I honestly have mixed feelings about this movie. While there were plenty of times I just wanted it to be over, there were also moments that I got sucked into and thoroughly enjoyed. I’m not really sure how to review this movie, so I’m going to go with the “compliment sandwich”, ok? Here we go.

I really enjoyed this film for the cinematography, lighting, costume design, and pretty much everything else that could possibly affect the visual aesthetics. The movie specifically chose lighting in certain scenes that was extremely reminiscent of German Expressionist silent films like The Cabinet of Dr. Caligari and Nosferatu.

The scenes do reflect back to older horror films and have an odd sense of nostalgia about them, despite their content. Thus, I can’t say I entirely hate this film because the people creating it obviously have knowledge of film history and know, visually, what they’re doing. They not only visually referenced the films mentioned above, but they also seem to have been influenced by futuristic dystopian films such as Blade Runner.

I can appreciate a film that knows where the medium has been, and I really do appreciate them using these visual styles as references to cinema history, yet still adding to the visual aesthetic.

Alright, now to the bad parts of my “compliment sandwich”. I honestly thought a majority of the songs in this were atrocious. I cannot express how happy I was when Nathan slapped Shiloh after her “Seventeen” song.

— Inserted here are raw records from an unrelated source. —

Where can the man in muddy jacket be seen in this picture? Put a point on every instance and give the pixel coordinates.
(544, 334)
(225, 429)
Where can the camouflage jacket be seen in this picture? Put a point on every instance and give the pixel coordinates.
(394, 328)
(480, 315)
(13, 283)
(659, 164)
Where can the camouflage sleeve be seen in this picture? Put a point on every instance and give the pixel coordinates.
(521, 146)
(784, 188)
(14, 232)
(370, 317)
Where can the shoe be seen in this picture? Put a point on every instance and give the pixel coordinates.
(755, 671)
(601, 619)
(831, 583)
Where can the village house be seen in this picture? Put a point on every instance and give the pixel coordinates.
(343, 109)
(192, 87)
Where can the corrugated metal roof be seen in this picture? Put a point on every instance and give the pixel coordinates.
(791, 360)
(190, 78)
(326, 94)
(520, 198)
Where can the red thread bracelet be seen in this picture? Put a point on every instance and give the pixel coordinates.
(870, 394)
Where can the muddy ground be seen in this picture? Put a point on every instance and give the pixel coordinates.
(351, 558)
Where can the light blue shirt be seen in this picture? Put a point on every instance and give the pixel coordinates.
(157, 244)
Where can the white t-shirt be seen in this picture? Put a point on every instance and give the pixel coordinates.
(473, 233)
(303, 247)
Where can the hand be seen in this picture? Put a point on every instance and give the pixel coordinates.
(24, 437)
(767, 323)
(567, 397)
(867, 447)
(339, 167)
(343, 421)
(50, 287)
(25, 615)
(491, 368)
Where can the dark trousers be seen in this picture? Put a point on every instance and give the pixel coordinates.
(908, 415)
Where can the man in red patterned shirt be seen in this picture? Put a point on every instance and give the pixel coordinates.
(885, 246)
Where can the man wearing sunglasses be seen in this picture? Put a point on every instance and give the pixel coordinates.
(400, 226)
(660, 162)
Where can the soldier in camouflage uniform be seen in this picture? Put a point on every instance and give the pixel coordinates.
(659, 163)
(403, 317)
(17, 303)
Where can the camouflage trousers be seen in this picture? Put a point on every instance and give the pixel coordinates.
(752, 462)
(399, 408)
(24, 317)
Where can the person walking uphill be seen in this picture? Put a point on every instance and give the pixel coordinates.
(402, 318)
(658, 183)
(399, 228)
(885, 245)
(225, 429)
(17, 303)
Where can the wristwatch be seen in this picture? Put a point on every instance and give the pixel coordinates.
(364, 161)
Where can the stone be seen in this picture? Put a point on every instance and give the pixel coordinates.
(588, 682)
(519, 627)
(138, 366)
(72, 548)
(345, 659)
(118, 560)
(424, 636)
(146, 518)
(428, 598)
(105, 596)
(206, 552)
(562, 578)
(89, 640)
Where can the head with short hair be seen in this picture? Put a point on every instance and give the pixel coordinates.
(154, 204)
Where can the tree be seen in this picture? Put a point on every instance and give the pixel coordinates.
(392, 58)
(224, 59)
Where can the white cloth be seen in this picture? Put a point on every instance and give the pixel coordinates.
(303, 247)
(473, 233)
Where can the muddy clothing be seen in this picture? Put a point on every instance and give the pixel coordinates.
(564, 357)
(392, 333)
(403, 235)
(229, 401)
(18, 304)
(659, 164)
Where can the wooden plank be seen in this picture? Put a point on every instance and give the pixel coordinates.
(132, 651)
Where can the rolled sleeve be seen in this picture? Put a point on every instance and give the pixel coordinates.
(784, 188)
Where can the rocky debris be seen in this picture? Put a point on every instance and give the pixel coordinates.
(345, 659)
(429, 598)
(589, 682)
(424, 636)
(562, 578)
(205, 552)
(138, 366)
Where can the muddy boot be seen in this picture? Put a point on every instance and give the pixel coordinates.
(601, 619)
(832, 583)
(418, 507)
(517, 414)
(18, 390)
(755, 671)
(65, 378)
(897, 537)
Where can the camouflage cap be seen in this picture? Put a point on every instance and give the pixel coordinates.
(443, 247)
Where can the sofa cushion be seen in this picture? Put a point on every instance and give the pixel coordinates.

It’s not even that the music in these songs is awful, but a lot of the actors in this film were over-acting (especially during the songs) and it made them annoying to listen to. The only songs I enjoyed in this film were sung by either the Graverobber or Blind Mag, and all the other songs were either just sort of awkwardly there or were so annoying that I just wanted them to end so I could get back to focusing on the story.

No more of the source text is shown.